Le télescope spatial privé Lazuli : l’ambition d’un Hubble version Silicon Valley
Après avoir révolutionné la recherche d’information sur Terre, Eric Schmidt, l’ancien patron de Google, s’attaque désormais aux confins de l’Univers. À travers sa fondation Schmidt Sciences, il vient de dévoiler le projet Lazuli, un télescope spatial privé d’une envergure inédite. Avec un miroir primaire de 3,1 mètres de diamètre, Lazuli surpasse les 2,4 mètres du vénérable Hubble. Ce projet ne se contente pas de viser plus grand ; il vise plus vite et moins cher, en appliquant les méthodes agiles de la tech à l’astrophysique fondamentale.
Techniquement, Lazuli est une prouesse d’optimisation. Là où la NASA dépense des milliards et planifie sur des décennies, l’équipe de Schmidt mise sur un cycle de développement de seulement trois ans pour un coût estimé à quelques centaines de millions de dollars. Le télescope sera placé sur une orbite lunaire résonnante, loin de la pollution lumineuse des constellations de satellites comme Starlink qui gênent de plus en plus les observations en orbite basse. Équipé d’un coronographe de pointe et d’un spectrographe couvrant du visible au proche infrarouge (400-1700 nm), il aura pour mission de débusquer des exoplanètes habitables et de traquer des phénomènes cosmiques transitoires, comme les supernovas, avec une réactivité record de moins de quatre heures.
La privatisation de l’astronomie : un changement de paradigme radical
L’arrivée de Lazuli marque une étape charnière dans l’histoire des sciences. Pendant des décennies, la recherche spatiale de pointe était le domaine exclusif des agences gouvernementales comme la NASA ou l’ESA. Nous assistons aujourd’hui à une translation du modèle « New Space » : après le transport (SpaceX) et les télécommunications (Starlink), ce sont désormais les outils de la découverte pure qui passent entre des mains privées. Ce phénomène évoque une nouvelle ère des Médicis, où les milliardaires de la Silicon Valley se muent en mécènes de la connaissance universelle.
- La vitesse contre la bureaucratie : En utilisant 80 % de composants commerciaux sur étagère, le projet s’affranchit des processus d’approvisionnement étatiques, souvent lourds et lents.

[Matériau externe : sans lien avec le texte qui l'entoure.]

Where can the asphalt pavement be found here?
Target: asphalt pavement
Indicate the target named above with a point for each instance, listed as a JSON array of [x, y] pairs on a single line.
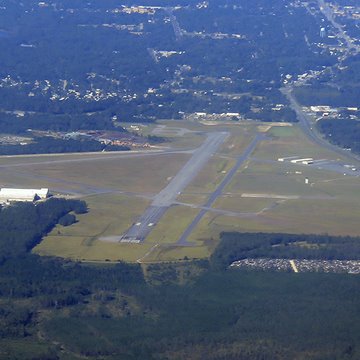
[[165, 198], [241, 159]]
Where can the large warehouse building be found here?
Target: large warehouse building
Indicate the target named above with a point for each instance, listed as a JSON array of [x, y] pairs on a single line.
[[8, 195]]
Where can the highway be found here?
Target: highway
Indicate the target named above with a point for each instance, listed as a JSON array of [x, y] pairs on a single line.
[[240, 160], [305, 123], [165, 198], [327, 12]]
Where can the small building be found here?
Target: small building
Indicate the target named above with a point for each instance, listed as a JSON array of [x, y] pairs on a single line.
[[302, 161], [8, 195]]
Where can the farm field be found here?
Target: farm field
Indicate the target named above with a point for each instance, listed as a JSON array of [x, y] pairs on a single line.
[[263, 195]]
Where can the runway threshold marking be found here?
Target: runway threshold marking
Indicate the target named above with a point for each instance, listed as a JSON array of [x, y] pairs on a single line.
[[293, 265]]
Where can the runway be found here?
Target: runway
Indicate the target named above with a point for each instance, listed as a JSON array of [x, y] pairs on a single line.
[[165, 198], [241, 159]]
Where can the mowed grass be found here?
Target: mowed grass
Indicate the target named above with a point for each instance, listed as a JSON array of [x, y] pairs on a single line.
[[177, 253], [134, 174], [279, 179], [210, 176], [171, 226], [109, 215], [328, 204], [286, 142], [234, 202]]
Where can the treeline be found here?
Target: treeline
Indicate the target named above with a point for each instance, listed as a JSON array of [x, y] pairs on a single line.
[[236, 246], [23, 224], [319, 94], [49, 145], [341, 132], [12, 124], [51, 308]]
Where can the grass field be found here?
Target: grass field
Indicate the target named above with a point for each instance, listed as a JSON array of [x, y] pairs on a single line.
[[264, 195], [109, 215], [98, 175]]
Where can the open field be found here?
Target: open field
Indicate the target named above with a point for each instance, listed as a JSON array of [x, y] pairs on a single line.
[[109, 214], [98, 175], [172, 224], [264, 195], [209, 177]]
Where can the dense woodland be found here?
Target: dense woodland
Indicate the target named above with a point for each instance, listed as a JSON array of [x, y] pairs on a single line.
[[88, 66], [236, 246], [342, 132], [48, 145], [57, 309]]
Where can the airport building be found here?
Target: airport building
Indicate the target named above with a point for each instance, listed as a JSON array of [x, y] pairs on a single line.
[[8, 195]]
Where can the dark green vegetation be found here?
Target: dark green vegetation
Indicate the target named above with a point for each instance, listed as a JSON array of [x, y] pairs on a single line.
[[236, 246], [22, 225], [74, 66], [342, 132], [56, 309], [48, 145]]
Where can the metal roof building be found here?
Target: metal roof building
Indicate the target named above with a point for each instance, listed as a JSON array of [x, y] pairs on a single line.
[[12, 194]]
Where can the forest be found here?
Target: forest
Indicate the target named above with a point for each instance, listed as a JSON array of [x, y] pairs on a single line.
[[89, 66], [236, 246], [342, 132], [52, 308]]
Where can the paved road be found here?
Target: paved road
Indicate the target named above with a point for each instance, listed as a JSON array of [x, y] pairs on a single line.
[[80, 157], [241, 159], [305, 123], [327, 12], [139, 231]]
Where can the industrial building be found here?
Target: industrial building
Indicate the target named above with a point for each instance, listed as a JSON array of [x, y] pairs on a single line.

- L’acceptation du risque : Là où une agence publique ne peut se permettre l’échec d’une mission à 10 milliards de dollars, une fondation privée peut tester des technologies plus audacieuses et accepter une marge d’erreur plus élevée.

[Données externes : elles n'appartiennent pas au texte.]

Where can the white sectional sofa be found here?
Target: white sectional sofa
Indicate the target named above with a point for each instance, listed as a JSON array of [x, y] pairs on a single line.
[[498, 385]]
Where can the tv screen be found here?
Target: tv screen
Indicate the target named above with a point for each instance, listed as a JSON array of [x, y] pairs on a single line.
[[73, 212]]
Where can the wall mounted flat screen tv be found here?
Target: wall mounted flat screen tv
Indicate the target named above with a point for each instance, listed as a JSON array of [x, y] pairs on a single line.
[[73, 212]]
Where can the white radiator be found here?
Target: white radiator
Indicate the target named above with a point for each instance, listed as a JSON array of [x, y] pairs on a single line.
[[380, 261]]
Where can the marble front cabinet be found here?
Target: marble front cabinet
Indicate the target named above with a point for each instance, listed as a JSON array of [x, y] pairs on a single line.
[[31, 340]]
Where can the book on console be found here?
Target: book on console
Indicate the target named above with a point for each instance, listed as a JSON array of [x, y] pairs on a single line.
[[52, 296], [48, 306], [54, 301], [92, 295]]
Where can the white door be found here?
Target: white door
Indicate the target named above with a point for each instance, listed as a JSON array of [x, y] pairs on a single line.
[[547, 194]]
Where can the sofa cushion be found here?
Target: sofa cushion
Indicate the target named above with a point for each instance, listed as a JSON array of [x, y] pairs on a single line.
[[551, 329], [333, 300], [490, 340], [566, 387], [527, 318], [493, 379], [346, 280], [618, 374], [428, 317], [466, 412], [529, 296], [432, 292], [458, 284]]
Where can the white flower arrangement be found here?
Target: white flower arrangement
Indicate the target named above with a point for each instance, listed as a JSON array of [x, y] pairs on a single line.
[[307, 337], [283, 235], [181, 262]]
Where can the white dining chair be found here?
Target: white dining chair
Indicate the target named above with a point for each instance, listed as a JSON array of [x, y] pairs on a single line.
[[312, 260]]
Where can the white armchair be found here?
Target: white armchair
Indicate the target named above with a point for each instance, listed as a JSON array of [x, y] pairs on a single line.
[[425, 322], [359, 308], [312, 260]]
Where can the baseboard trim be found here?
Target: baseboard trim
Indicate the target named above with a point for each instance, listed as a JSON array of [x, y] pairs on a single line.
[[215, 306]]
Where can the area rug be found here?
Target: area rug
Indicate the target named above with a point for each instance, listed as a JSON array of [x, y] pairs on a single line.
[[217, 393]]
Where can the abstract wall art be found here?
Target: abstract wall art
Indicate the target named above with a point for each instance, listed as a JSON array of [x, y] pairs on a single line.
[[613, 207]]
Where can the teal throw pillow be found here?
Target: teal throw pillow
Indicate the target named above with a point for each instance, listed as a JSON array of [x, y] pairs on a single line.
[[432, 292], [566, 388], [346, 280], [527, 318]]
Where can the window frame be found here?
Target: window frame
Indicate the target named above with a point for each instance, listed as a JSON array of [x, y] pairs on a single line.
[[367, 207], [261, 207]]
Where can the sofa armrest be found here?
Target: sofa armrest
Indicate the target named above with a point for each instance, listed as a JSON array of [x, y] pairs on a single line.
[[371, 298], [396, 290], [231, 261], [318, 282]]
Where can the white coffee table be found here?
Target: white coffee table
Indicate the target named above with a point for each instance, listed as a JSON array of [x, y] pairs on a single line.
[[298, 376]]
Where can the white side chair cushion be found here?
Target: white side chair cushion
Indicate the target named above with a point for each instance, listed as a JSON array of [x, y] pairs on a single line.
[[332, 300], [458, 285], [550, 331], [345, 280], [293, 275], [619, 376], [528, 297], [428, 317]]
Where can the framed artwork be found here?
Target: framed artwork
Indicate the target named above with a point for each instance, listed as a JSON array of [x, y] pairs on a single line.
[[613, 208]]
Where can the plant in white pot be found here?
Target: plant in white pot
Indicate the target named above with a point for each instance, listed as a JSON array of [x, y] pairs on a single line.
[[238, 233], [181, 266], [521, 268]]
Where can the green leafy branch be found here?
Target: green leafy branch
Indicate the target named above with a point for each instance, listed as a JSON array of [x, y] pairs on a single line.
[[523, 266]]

- L’innovation modulaire : Lazuli s’intègre dans un système global comprenant trois autres observatoires terrestres massifs, créant un réseau de données interconnecté par l’intelligence artificielle.
Vitesse d’exécution contre rigueur institutionnelle
Le contraste est saisissant. Le télescope James Webb a mis trente ans à voir le jour. Lazuli espère être opérationnel d’ici la fin de la décennie. Cette rapidité d’exécution est saluée par une partie de la communauté scientifique, frustrée par les budgets de plus en plus contraints des agences fédérales. Cependant, cette agilité soulève des interrogations sur la pérennité de telles structures. Que devient un observatoire si son mécène change de priorité ou si sa fortune s’évapore ? La science fondamentale, par définition, s’inscrit dans le temps long, une temporalité qui s’accorde parfois mal avec l’obsolescence rapide du monde de la tech.
Les zones d’ombre : accès aux données et souveraineté scientifique
Le point le plus sensible de cette privatisation de l’astronomie reste la gestion des données. Jusqu’ici, les grands télescopes publics garantissaient un accès universel aux découvertes après une courte période d’exclusivité. Eric Schmidt promet un modèle « open data » et une allocation du temps d’observation basée uniquement sur le mérite scientifique, sans distinction de nationalité ou d’institution. C’est une promesse forte, mais elle repose sur la bonne volonté d’une entité privée non soumise au contrôle démocratique.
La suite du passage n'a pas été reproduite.